Para já, contam com os 600 trabalhadores dos quadros e 200 temporários que chamam quando há um pico de procura. O que ocupa seis centenas, há 15 anos ocupava 1.200 operários. A automação revolucionou esta indústria vizinha do rio Ave mas continua a "não [haver] margem para erro" na segurança. Além das certificações, há repetidas verificações de procedimentos. O trabalho é pesado e só começam a aparecer as mulheres quando se sobe na hierarquia.

É com discos de chapa de aço, cortados num armazém satélite e arrumados como gigantes moedas empilhadas, que arranca a produção em todas as linhas. Seja naquelas em que se sente o óleo debaixo dos sapatos e um calor sufoca; seja naquelas de materiais compósitos, que o gestor anuncia como "o século XXI" e em que os robôs dançam em movimentos repetidos com o "coração" das botijas.

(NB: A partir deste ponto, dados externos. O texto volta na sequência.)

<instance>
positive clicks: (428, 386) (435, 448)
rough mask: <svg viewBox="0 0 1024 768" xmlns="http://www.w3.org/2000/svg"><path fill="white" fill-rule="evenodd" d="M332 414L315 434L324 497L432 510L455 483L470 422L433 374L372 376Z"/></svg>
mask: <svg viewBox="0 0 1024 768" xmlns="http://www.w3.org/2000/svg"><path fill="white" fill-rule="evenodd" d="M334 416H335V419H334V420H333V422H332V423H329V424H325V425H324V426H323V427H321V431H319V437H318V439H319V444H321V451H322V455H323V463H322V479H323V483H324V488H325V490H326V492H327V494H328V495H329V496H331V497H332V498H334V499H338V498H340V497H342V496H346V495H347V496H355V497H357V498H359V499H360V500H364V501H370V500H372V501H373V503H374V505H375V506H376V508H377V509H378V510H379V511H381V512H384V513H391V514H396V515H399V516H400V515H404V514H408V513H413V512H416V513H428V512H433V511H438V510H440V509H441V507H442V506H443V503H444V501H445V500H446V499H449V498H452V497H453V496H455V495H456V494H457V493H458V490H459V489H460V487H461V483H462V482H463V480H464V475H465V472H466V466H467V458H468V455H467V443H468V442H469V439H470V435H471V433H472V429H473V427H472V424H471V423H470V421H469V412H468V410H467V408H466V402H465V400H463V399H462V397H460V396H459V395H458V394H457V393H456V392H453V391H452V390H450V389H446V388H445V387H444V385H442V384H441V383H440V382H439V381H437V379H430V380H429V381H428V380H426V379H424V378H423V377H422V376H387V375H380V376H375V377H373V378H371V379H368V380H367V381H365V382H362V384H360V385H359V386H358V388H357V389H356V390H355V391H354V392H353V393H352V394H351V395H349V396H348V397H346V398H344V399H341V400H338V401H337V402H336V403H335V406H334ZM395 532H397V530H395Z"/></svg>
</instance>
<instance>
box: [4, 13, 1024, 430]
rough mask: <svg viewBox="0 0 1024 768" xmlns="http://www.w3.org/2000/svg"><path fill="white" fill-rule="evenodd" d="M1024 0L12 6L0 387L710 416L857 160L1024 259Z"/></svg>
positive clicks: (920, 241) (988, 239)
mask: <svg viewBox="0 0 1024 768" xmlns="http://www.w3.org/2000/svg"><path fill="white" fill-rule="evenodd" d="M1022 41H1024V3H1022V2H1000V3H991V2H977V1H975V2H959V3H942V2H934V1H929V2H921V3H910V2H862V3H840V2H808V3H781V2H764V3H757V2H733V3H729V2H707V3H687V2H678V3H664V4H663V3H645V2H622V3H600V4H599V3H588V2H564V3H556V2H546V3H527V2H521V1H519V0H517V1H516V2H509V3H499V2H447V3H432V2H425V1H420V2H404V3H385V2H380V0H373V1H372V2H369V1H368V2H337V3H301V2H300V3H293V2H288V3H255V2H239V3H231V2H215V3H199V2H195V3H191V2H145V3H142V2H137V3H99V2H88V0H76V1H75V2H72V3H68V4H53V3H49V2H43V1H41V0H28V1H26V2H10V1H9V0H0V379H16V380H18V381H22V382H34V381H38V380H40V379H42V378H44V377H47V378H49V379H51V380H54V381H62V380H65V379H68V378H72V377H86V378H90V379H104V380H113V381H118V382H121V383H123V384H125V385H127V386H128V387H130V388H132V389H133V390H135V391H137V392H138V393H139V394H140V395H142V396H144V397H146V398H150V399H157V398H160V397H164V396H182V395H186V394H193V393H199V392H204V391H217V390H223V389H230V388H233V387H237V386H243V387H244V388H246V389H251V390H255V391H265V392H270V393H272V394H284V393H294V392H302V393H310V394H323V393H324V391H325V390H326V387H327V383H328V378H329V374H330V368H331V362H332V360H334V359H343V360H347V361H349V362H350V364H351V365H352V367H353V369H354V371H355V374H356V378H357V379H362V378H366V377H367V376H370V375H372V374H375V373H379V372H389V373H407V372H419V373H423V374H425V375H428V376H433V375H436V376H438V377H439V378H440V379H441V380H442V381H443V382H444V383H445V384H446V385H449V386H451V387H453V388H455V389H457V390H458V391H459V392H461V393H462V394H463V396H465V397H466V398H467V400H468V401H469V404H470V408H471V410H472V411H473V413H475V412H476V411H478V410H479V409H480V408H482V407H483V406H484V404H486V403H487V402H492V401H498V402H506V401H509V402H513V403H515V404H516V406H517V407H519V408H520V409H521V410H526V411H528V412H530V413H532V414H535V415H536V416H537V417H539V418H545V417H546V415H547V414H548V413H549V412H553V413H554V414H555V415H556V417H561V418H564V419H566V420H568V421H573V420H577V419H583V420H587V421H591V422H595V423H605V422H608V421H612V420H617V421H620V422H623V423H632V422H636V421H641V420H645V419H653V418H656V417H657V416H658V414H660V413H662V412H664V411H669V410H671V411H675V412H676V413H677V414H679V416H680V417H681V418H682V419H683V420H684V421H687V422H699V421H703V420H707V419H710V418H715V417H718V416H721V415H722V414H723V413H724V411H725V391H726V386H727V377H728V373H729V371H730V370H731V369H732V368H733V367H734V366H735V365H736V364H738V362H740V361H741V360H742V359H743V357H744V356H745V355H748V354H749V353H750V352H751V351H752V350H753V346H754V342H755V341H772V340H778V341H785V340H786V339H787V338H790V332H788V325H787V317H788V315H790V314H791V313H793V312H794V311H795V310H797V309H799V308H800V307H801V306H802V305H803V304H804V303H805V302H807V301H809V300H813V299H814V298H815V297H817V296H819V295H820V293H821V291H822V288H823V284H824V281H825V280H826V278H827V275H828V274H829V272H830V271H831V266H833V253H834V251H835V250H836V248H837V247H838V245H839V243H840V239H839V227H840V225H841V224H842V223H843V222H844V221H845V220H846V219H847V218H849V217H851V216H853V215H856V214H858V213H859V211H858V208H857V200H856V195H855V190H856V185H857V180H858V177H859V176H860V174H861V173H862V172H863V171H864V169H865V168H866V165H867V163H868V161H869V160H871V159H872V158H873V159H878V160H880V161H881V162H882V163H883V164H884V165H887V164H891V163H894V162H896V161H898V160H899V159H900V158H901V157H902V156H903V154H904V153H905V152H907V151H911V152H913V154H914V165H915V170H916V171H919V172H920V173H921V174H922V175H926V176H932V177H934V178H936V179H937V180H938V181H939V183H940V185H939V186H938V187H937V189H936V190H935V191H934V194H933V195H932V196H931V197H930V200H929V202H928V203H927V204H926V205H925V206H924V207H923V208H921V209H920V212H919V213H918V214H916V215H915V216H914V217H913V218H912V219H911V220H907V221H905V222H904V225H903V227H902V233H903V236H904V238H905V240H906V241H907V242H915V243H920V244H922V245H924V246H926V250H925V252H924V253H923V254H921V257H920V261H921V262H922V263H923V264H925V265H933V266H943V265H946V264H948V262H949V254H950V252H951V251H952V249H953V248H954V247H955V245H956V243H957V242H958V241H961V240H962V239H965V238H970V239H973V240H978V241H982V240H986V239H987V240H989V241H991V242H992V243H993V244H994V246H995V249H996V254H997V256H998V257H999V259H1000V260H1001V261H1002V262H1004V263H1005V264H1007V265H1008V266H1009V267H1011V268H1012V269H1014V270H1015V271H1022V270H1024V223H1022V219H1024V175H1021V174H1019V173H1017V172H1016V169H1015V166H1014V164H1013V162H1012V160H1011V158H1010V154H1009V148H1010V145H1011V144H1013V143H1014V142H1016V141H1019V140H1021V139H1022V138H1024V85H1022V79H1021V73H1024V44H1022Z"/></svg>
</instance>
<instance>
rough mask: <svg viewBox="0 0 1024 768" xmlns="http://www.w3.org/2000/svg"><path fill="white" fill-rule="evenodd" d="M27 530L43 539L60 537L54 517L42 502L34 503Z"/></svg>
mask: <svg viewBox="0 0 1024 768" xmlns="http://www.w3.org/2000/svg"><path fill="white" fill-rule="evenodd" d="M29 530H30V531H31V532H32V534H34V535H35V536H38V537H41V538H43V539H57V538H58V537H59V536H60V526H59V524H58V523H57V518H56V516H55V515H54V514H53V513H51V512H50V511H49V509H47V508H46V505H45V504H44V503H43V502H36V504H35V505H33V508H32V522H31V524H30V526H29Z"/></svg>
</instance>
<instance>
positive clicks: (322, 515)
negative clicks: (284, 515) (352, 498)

Fundada em 1962 para fazer bombas de gasolina para a antiga Sacor, a Alfa manteve-se na esfera do Estado até ser comprada em 1990 pela concorrente Comanor (a quem se juntara anos antes para dar resposta a uma grande encomenda do Iraque). Além de aportarem capital, os americanos "nunca bloquearam as ideias inovadoras" que surgem nas reuniões quinzenais que juntam os departamentos da empresa, garante Oliveira.

Foi em 2003 que a inovação passou de incremental a radical. Os "cliques" foram o declínio das garrafas descartáveis – tinha motivado a compra pela Amtrol – e a busca por soluções leves que os clientes começavam a pedir. Em parceria com a Galp, criou então a Pluma, que em dois anos chegaria com estrondo ao mercado e até obrigou a construir uma fábrica de raiz.

As garrafas desenvolvidas a partir de 2005 valem hoje mais de metade das vendas e impediram que esta indústria vimaranense fosse "devorada por indianos e tailandeses". O anúncio publicitário em que uma jovem atraente carrega uma bilha com facilidade, trouxe notoriedade até a nível internacional, recorda o gestor, expressando, entre risos, um único lamento: "Infelizmente, a modelo nunca cá veio".